- We discussed both 25 and 50 bps
- There are some mixed signals in the economic data
- We cut by 50 bps for 2 reasons: 1) We no longer need policy that's clearly in restrictive territory. 2) All the data tilts towards a softer economic outlook for GDP growth compared to October estimates
- Cites lower immigration targets as a reason to suspect lower growth
- The threat of tariffs on Canada is a major source of uncertainty but we don't know if they will be implemented
- We can't run policy on something that might happen
- We are in excess supply, the economy has been soft
- We haven't seen widespread job losses like you would typically see in a recession
- Most of the 'weakness' in the Canadian dollar is appreciation in the US dollar
- We will have to factor in Canadian dollar weakness into forecasts
- We will keep an eye on how immigration and rate cuts compete in the housing market
- We are not expecting a recession
- Asked about ongoing cuts, cites 175 bps in cuts "that's a lot"
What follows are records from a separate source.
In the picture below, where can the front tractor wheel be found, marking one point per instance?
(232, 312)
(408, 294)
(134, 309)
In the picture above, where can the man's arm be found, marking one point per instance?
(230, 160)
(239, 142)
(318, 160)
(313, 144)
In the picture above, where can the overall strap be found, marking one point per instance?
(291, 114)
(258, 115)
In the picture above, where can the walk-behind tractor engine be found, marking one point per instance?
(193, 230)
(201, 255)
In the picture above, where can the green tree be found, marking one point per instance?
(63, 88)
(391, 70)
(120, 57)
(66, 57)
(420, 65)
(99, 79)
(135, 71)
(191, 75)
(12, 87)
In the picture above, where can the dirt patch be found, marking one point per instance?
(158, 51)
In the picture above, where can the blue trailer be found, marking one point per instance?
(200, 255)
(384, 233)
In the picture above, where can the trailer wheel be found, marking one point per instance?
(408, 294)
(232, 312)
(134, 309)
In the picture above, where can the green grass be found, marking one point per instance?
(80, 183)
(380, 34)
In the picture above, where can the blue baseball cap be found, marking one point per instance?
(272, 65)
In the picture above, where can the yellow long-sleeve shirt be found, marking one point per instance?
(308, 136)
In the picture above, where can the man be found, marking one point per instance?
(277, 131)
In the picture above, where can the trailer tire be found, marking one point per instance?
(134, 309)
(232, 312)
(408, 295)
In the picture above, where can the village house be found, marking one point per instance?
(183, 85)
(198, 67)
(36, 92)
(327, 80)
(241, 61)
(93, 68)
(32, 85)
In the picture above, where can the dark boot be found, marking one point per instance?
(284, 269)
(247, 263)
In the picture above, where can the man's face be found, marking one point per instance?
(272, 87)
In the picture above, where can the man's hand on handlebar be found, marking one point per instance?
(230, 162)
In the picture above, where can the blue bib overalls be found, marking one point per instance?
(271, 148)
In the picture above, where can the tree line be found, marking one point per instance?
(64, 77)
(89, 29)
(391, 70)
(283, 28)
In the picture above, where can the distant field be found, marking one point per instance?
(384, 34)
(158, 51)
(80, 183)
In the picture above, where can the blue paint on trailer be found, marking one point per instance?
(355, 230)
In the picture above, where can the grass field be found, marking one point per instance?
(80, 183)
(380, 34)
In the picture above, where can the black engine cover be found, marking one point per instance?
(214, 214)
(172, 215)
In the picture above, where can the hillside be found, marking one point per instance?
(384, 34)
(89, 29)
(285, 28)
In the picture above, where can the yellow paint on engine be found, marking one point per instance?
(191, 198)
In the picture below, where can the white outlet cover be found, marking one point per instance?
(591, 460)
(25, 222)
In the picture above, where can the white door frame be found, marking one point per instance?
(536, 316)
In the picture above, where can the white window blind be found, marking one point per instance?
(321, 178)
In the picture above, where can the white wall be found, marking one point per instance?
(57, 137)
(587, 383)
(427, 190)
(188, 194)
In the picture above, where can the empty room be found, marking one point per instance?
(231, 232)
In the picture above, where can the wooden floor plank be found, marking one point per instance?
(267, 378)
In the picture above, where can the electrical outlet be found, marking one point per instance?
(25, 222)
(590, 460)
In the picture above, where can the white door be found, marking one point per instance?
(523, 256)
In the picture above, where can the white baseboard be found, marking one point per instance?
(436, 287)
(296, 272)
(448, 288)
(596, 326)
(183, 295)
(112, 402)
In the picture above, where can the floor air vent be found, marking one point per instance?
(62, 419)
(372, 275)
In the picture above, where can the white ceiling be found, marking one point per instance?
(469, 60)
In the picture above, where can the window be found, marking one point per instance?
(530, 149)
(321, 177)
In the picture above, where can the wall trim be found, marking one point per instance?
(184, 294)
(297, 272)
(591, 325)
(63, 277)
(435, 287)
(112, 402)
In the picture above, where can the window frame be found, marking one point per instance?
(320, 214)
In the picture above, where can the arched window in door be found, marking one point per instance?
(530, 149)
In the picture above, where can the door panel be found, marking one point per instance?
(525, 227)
- Cuts will be working their way through the economy
- Going forward, I expect we will be considering further cuts to rates
- If economy evolves as anticipated, we will be taking a 'more gradual approach'
- It will be 'more gradual' than the 50 bps we cut at the last two meetings
- We will be considering further reductions but we will take them one meeting at a time
- There is clearly some slack in the labor market
There isn't much of a hint on January rates here and the market is pricing in a 56% chance of a cut but only 61 bps in all of 2025 as the BOC lands between 2.50-2.75% at year end. I suspect we will end up lower than that but -- like the BOC -- we will have to wait to see the data. So far, Canadian consumer spending has held up better than expected. That said, the spring housing market is a big risk.
USD/CAD has mostly been unmoved during the press conference but USD/CAD is down 40 pips since the BOC decision to 1.4140.